Bearing all of that in mind, it’s no wonder they’re bitter about us.

For Everton, those results hurt and with every passing year when they don’t change the record the history of the game weighs more and more heavily on their shoulders. Whatever their fans might want to believe, the two clubs have different long-term ambitions; Liverpool strive to win the Premier League, the Blues are desperate to win a game of football at Anfield. Equally, though, as every year goes by without them winning it becomes something of a challenge for Liverpool’s players. Can we maintain out excellent record against them? That, perhaps more than anything, is what drives the fans on. Everton aren’t a club we’re bothered about in league terms any more than West Ham United are, yet beating them matters for our pride and the ability of Liverpool fans to walk into work with their heads held high and a slight smirk on their face.

Has It Changed Over The Years?

I honestly couldn’t tell you whether things have changed much over the years, as far as the fans’ attitude towards each other are concerned. I know that in 1984 both sets of fans joined together in singing, “Merseyside, Merseyside, Merseyside” as they competed in the League Cup final at Wembley. It was one of the things that earned it the nickname of the ‘friendly derby’, with families split down the middle according to allegiance. Somehow I can’t imagine that happening nowadays.
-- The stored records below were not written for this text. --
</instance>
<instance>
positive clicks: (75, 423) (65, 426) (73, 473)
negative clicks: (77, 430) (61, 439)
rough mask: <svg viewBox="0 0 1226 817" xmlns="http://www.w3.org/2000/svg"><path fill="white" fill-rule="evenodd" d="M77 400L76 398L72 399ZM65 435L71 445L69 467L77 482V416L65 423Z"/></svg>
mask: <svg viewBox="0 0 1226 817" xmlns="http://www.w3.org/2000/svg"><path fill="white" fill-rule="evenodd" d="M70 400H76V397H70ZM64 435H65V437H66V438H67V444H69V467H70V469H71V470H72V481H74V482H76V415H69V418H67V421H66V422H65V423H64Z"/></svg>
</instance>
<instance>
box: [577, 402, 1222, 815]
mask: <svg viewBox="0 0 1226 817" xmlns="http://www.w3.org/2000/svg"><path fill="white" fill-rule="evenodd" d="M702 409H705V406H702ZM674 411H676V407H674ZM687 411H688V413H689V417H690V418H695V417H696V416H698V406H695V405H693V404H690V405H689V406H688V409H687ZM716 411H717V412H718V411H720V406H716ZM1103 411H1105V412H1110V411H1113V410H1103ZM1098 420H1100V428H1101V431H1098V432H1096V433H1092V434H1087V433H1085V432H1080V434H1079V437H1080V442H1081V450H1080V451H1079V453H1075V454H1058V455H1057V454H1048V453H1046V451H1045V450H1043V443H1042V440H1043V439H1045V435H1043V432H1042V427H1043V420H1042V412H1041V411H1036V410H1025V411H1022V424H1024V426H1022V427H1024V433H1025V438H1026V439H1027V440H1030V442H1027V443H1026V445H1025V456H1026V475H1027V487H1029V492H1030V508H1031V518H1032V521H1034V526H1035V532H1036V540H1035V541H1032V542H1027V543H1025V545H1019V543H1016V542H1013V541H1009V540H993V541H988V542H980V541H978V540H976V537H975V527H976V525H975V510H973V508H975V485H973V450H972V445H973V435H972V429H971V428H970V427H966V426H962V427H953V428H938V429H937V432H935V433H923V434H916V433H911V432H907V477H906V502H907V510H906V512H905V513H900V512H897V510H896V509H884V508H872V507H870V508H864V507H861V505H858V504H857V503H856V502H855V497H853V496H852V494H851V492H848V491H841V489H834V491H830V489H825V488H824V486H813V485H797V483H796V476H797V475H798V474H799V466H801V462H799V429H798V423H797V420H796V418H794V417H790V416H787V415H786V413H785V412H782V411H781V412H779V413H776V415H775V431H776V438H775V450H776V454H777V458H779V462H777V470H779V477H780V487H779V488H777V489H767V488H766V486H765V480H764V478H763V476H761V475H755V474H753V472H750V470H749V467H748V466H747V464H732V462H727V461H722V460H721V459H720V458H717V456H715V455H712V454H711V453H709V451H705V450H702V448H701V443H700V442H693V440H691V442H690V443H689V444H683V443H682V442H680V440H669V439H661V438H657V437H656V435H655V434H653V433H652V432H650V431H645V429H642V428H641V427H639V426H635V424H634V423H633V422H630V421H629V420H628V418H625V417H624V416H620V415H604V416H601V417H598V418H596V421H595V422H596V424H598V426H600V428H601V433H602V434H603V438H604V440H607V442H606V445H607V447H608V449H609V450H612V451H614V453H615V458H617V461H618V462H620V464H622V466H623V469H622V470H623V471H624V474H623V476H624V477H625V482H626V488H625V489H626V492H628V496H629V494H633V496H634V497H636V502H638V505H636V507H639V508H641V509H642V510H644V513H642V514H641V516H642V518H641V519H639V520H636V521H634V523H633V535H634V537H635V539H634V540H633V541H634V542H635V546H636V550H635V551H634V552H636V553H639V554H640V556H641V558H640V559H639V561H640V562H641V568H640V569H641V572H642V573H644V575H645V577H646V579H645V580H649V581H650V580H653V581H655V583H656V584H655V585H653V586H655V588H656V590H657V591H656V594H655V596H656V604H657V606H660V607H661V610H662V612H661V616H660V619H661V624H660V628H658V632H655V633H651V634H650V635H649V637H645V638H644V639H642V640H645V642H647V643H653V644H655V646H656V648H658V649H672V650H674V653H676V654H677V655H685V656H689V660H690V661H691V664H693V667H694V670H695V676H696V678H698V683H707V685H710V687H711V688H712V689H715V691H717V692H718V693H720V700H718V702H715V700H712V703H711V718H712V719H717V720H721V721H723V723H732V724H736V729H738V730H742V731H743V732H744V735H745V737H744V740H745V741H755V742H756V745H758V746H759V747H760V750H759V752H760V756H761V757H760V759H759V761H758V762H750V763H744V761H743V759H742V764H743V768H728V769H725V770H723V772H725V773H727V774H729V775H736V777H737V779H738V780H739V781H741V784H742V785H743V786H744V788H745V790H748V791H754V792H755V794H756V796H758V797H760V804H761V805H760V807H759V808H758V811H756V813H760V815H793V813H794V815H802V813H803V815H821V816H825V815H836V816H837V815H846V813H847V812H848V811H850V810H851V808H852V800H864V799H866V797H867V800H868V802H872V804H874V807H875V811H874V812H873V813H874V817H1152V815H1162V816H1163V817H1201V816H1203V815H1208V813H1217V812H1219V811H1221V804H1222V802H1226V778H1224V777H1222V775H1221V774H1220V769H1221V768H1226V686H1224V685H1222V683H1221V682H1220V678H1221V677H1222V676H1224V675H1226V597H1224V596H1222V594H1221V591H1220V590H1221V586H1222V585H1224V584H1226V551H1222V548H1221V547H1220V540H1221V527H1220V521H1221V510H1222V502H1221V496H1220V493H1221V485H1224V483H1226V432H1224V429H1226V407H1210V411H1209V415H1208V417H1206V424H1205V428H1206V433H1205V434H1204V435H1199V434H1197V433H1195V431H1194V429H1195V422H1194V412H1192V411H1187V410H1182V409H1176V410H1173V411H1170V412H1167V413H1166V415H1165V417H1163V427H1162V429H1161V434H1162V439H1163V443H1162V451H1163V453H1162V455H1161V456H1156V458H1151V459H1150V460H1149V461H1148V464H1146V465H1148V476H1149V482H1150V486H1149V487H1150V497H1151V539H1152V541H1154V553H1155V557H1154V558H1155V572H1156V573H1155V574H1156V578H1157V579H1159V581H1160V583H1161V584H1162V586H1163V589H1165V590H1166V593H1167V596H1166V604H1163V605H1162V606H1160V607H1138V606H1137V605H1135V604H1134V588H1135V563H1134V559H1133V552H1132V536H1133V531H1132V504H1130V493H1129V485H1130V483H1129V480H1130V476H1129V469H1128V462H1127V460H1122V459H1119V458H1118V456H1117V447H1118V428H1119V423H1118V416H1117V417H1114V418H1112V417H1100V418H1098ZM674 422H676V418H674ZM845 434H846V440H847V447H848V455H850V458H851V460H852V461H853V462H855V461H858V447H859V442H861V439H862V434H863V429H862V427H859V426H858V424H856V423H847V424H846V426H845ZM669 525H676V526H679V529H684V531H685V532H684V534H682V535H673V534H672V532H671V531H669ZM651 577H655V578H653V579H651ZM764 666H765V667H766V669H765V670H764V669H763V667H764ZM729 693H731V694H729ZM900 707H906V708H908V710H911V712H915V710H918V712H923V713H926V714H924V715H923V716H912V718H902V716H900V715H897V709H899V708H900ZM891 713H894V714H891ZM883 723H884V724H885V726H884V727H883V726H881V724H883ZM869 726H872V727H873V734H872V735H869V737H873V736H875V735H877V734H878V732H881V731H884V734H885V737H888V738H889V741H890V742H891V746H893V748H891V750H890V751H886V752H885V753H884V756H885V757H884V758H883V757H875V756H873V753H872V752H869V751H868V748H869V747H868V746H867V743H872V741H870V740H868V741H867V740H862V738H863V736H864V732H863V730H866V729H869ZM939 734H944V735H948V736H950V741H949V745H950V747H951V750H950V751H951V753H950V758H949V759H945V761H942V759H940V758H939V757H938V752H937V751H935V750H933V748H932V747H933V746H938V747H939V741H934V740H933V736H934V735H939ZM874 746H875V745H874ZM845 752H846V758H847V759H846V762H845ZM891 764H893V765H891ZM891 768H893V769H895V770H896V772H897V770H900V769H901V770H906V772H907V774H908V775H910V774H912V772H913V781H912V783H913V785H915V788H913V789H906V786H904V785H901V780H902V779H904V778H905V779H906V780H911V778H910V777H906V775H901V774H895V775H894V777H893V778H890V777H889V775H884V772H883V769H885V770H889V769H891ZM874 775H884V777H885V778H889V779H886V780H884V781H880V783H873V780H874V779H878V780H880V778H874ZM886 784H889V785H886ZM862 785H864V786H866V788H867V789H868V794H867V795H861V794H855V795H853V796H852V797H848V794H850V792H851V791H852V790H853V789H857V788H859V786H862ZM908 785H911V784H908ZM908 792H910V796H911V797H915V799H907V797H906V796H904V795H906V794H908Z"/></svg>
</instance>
Everton have always been brilliant over Hillsborough, so I’ve been disappointed in recent years to hear some of their contingent joining in the Manchester United song of ‘always the victim’, which is a clear reference to the disaster. Hopefully that sort of nonsense is nipped in the bud quickly as we move forward. Ultimately we’re two sets of fans not only from the same city but the same area within that city. We play our games in their former stadium, for goodness sake. The lad who I knew when I was younger had a Liverpool fan for a granddad. Of course I want us to beat them every time we play each other, but it’s important to remember that jokes and ‘banter’ between the two sets of supporters should always remain on the right side of friendly.

May relations between both our sets of fans remain cordial and may they never win another game at Anfield. Is that too much to ask?